The Patriot Post® · Are Rising Seas a Risk to U.S. Naval Bases?
The Union of Concerned Scientists, a not-for-profit advocacy group based in Cambridge, MA, recently issued a report that drew immediate responses from news outlets. They predict 17 U.S. military facilities, including the Norfolk Naval Yard, will deal with flooding events from rising seas by the year 2050, and also assert some bases may be awash by 2100.
Such dire predictions are based on climate models suggesting future atmospheric temperature rise of two degrees or more accompanied by melting of the massive glaciers that cover Greenland and Antarctica.
But the climate models, which have yet to be validated, come under criticism because of poor correlation between increasing CO2 and global temperatures — temperatures that have not risen at the pace models predict, while CO2 emissions have risen significantly.
Without meaningful temperature increases, little melting of either polar icecap would occur.
Warming ocean water contributes to rising sea level. Ocean volume expands as upper layers warm. Sea level is expected to rise in conformity with the historic 6-7 inch per century observed since the end of the Little Ice Age two centuries ago from a combination of both effects. No more, no less.
Reports of accelerating sea level rise (SLR) during the 20th century have been proven incorrect.
Shifting of persistent weather patterns and periodic changes in ocean-atmospheric circulations such the dominant El Nino Southern Oscillation (ENSO) of the equatorial Pacific are largely responsible for temporary changes.
But a sea level rise of five inches projected from historic trends out to 2100 (again, the same rate since the Little Ice Age) would be manageable for the Department of Defense. The Dutch have battled a rising North Sea for centuries.
UCS’s report does not mention time-averaged water level measured by tidal gauges known as Relative Sea Level (RSL). RSL combines average sea level of the neighboring open ocean and the elevation of the shore measured against a permanent stationary structure usually located in a harbor.
Relative Sea Level Rise (RSLR) is the increase resulting from a combination of a rising ocean and sinking land surface where sea level appears to rise if either or both the ocean rises or the land settles. The latter process is called “subsidence.”

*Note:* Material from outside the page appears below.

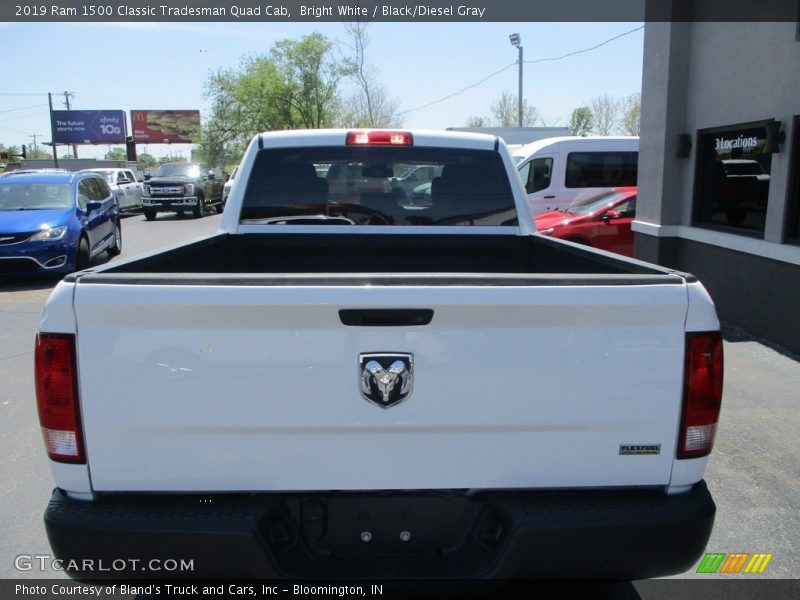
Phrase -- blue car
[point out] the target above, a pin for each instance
(56, 222)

To determine what actually causes an observed change requires detailed analysis of coastal features aided with satellite altimetry. But RSLR determines the degree of risk from potential flooding during spring tides and less frequently from massive surges accompanying hurricanes or tsunami.
The Norfolk Naval Yard is located near the mouth of the Chesapeake Bay, an embayment encompassing the drowned river valleys of the James and Potomac rivers (and their tributaries). The embayment comprises a major part of the Mid-Atlantic coastline of the United States. It is an example of land undergoing subsidence (sinking).

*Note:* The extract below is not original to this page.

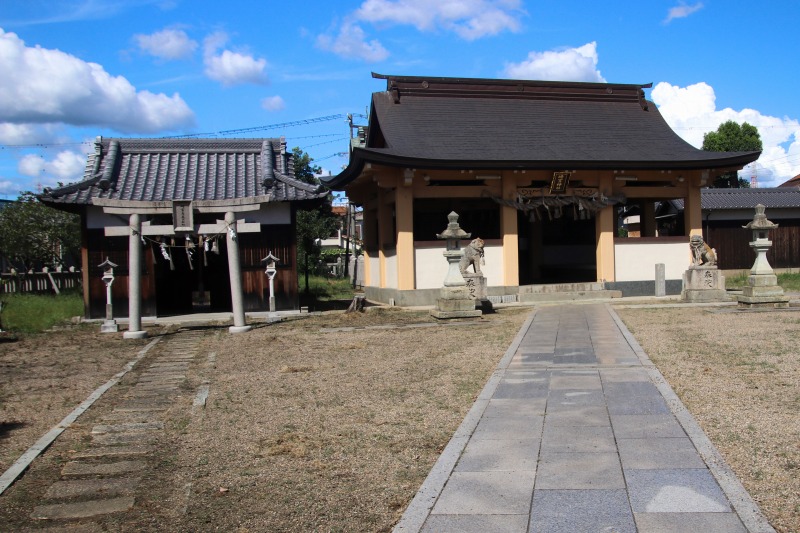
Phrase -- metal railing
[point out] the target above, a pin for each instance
(39, 282)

Subsidence along the bay’s circumference is proceeding at a rate of from a half inch to as much as nearly two inches per decade. Research at Virginia Institute of Marine Science concluded somewhat more than half the RSLR observed there from 1976 to 2007 resulted from subsidence.

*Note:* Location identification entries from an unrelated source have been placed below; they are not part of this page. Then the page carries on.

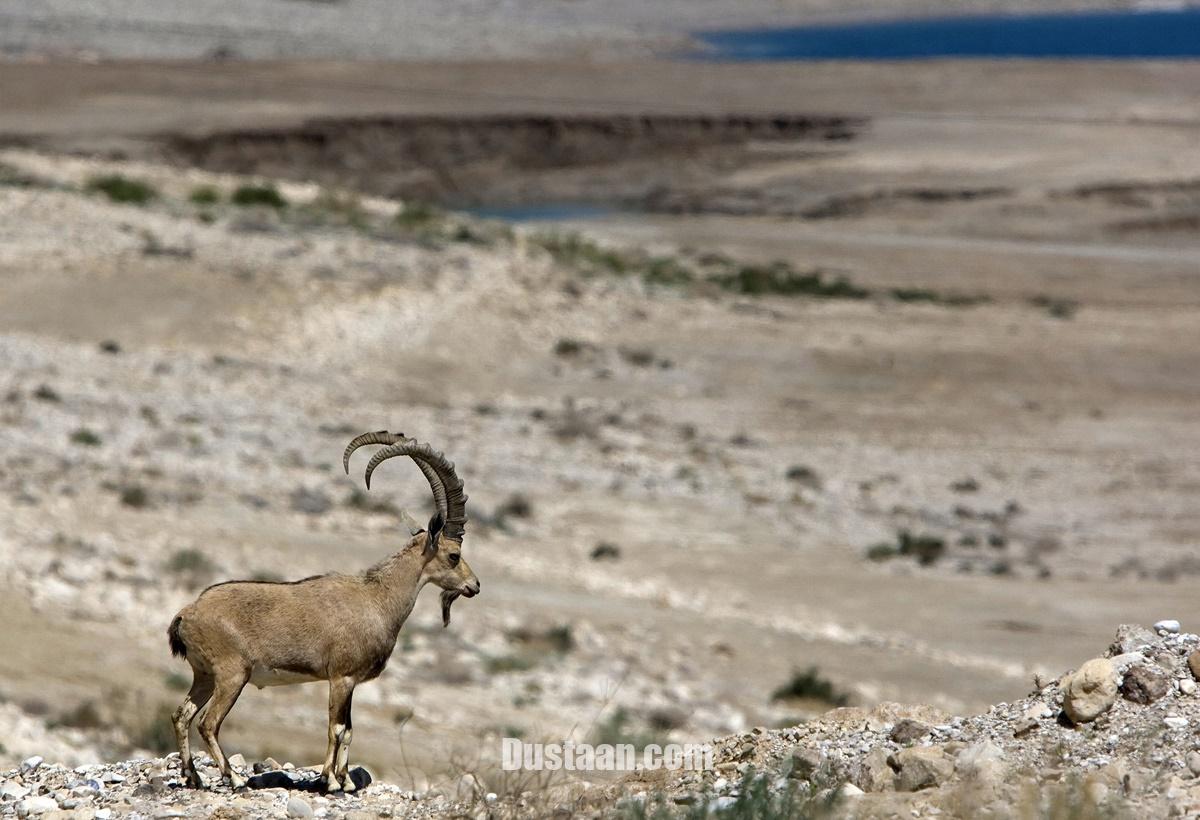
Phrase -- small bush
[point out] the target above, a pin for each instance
(178, 681)
(616, 729)
(258, 195)
(605, 551)
(780, 279)
(508, 663)
(204, 195)
(155, 732)
(84, 716)
(1059, 309)
(85, 437)
(192, 567)
(418, 215)
(810, 684)
(46, 393)
(136, 496)
(123, 189)
(803, 474)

Increases of sea level rise stated by UCS would depend on an acceleration in the rate of melting of polar ice and thermal expansion of the oceans that has not yet been observed in the 21st century.
Projections of global temperature rise based on EPA climate models have disappointed expectations. Inherent uncertainties in model inputs used to predict polar ice melt relegate the enterprise to a level of speculation not science.
Many climate experts had predicted sea ice in the Arctic Ocean would be completely melted by 2008. Yet the extent of ice remaining in late summer has stabilized over the past decade and does not show indications of disappearing this summer. The Arctic Ocean refreezes each winter.
Sea ice surrounding Antarctica has expanded for nearly two decades despite predictions to the contrary. Warnings the ice shelf was on the verge of imminent collapse proved wrong. Localized melting results from a volcano beneath the glacier. The polar floe ice, although it does not affect sea levels, is considered a barometer of future melting of landed ice of the two icecaps.
For rising oceans to pose significant threats to U.S. bases, global warming would need to proceed at an increasing rate, without reversals, before 2050.
With prospects for CO2 sensitivity being revised down to a modest 1 degree Celsius for a doubling of CO2 there is serious doubt warming this century would support sufficient melting or induce enough thermal expansion to reach UCS’s projections.
But subsidence poses problems wherever coastal land is sinking, whether in Norfolk, New Orleans or Venice, and will proceed independently of any effects of CO2-induced global warming from the combustion of fossil fuels. DOD is well advised to plan accordingly.
William D. Balgord, Ph.D. (geochemistry) heads Environmental & Resources Technology, Inc. in Ft. Pierce, FL and Middleton, WI. He is a Contributing Writer for the Cornwall Alliance for the Stewardship of Creation.